The problem I kept running into: you get paged at 3 AM, open Grafana, flip between six dashboards, grep through logs, try to figure out which deploy went out, and an hour later you maybe have a root cause. You still need to dig through code and find the culprit. The data is all there, but nothing connects it for you.
RocketLogs tries to fix that:
VS Code / Cursor Extension - Fetches your slow and errored-out endpoints from production and lists them right in the Cursor chat sidebar with their latencies. It maps them to your codebase using Pyroscope profiling. So you have metrics -> traces -> profiles -> code right inside the codebase. It shows latency and a heat-map of how much your modules/funcs are bleeding your endpoints.
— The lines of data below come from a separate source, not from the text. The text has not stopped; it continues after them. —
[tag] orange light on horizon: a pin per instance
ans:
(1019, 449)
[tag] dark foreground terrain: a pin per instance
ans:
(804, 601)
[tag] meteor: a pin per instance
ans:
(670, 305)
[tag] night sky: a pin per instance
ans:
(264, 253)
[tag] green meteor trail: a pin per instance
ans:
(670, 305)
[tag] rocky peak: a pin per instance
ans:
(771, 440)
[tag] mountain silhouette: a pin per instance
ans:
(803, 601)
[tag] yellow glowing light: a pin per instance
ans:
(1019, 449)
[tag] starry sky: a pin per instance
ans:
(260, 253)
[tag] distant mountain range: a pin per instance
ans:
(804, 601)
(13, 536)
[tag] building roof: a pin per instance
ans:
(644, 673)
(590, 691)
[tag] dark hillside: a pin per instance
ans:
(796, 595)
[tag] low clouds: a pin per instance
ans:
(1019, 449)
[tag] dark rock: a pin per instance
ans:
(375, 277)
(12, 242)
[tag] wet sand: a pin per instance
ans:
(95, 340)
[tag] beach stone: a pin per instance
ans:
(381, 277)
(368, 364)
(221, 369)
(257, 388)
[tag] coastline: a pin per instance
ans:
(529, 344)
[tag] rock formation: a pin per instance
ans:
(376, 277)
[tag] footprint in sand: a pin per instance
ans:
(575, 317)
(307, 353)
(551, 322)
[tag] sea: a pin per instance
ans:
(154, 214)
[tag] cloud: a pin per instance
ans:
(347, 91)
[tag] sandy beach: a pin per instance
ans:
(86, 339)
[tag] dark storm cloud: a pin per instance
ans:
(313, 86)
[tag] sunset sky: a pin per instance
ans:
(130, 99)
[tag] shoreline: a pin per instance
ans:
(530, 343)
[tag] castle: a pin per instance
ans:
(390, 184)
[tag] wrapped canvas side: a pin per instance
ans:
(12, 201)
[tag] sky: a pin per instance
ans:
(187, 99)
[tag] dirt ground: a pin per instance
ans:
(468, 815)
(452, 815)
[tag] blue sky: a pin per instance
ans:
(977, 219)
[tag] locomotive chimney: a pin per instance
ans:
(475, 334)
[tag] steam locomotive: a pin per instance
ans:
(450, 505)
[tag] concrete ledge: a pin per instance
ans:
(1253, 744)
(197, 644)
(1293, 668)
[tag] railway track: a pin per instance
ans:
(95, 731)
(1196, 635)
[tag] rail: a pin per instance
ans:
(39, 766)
So you can jump to the offending function and fix it without context-switching and within minutes.
Beyond those, it's a full observability stack: log search, distributed tracing with waterfall views, SLOs with error budget tracking, incident management with AI-generated synopses, smart alerts, and Prometheus dashboards.
We're built on the LGTM stack, so if you're already sending data to Loki/Tempo/Prometheus, you can point RocketLogs at your existing infrastructure. Using this as essentially another observability layer that sits on top. If you want to use multiple vendors, you can also do a telemetry fan-out.
Would love feedback. What's the most painful part of your current observability workflow?